Background: A new super-family of channels that may have a role in cardiac calcium homeostasis has recently been described. These are non-selective and non-voltage-gated transient receptor potential (TRP) channels; most of them are permeable for Ca2+ and gated by diverse stimuli. We have previously shown that the expression level of one of which, TRPV2, is exclusively upregulated in the heart 3-5 days post myocardial infarction compared to sham-operated animals. We sought to assess whether TRPV2 overexpression may affect cardiomyocyte cell viability following myocardial infarction.

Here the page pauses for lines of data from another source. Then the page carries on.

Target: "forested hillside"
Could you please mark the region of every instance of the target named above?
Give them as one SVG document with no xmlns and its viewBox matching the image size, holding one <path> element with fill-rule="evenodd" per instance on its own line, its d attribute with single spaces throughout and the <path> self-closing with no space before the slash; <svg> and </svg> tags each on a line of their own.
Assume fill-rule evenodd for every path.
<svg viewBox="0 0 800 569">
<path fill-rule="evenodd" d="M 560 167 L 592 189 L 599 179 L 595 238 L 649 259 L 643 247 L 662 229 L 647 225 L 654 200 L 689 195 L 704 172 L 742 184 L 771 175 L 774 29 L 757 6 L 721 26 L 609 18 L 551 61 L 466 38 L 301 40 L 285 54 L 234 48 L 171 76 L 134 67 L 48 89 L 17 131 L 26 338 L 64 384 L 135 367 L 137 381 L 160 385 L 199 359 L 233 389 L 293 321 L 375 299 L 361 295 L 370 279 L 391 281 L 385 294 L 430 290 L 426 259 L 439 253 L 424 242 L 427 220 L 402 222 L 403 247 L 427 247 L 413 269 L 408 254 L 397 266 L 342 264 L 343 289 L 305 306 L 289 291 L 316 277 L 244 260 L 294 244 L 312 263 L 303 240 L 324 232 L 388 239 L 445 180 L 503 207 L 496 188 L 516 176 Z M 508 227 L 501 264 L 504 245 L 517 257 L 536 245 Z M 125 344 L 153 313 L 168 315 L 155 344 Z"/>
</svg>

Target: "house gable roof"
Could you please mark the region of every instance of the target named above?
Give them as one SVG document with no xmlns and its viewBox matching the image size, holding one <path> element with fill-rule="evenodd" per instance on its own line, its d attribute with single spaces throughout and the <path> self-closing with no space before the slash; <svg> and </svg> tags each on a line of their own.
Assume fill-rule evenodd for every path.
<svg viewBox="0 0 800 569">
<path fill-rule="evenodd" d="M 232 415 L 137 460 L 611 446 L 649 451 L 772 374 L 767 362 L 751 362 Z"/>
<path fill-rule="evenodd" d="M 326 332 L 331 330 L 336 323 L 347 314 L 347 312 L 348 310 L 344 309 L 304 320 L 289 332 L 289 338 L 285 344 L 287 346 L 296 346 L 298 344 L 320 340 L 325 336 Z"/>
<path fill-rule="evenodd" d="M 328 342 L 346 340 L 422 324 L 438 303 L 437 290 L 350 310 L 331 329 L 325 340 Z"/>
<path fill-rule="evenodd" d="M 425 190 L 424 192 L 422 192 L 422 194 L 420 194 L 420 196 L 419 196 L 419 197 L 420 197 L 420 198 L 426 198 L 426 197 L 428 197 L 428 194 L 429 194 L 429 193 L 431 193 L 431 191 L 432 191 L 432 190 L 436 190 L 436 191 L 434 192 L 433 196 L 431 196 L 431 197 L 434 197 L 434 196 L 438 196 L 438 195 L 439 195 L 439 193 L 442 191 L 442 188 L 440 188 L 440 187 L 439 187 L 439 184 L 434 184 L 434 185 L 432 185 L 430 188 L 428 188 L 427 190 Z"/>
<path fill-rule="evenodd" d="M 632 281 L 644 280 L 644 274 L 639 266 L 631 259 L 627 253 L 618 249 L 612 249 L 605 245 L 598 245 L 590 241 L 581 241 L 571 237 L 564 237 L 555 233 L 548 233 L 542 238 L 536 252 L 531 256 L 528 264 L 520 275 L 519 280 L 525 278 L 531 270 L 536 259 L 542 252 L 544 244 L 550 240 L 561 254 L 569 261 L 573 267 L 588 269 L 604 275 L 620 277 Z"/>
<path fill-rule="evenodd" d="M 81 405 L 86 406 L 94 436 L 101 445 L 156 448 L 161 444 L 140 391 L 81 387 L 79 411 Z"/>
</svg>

Methods: Murine HL-1 cardiac cells were exposed to hypoxic conditions for 18 hours. TRPV2 levels on the outer cell membrane were tested by flow cytometry using an anti- TRPV2 antibody. Cellular viability was assessed by Annexin-FITC-PI assay followed by flow cytometry analysis. The direct effect of TRPV2 on cell viability was studied by introducing a TRPV2 or scramble siRNA to the cells prior to the exposure to hypoxia.
Results: TRPV2 expression on the cell membrane was elevated by 60% upon exposure to hypoxia. The upregulation of this channel protein was correlated with a significant reduction in cellular viability (77.8± 3.1 versus 58.9± 4.3 percent viability in normoxic versus hypoxic cells). Interestingly, transient transfection with a TRPV2 siRNA inhibited the cell death observed in the hypoxic scramble- siRNA or untransfected HL-1 cells. The viability of HL-1 cells grown under normoxic conditions was not affected by the siRNA.
Conclusion: TRPV2 may play an important role in mediating cardiomyocyte cell death following myocardial infacrion. These data point to a potential novel therapeutic target for cardiomyocye cell loss occurring shortly after an acute MI.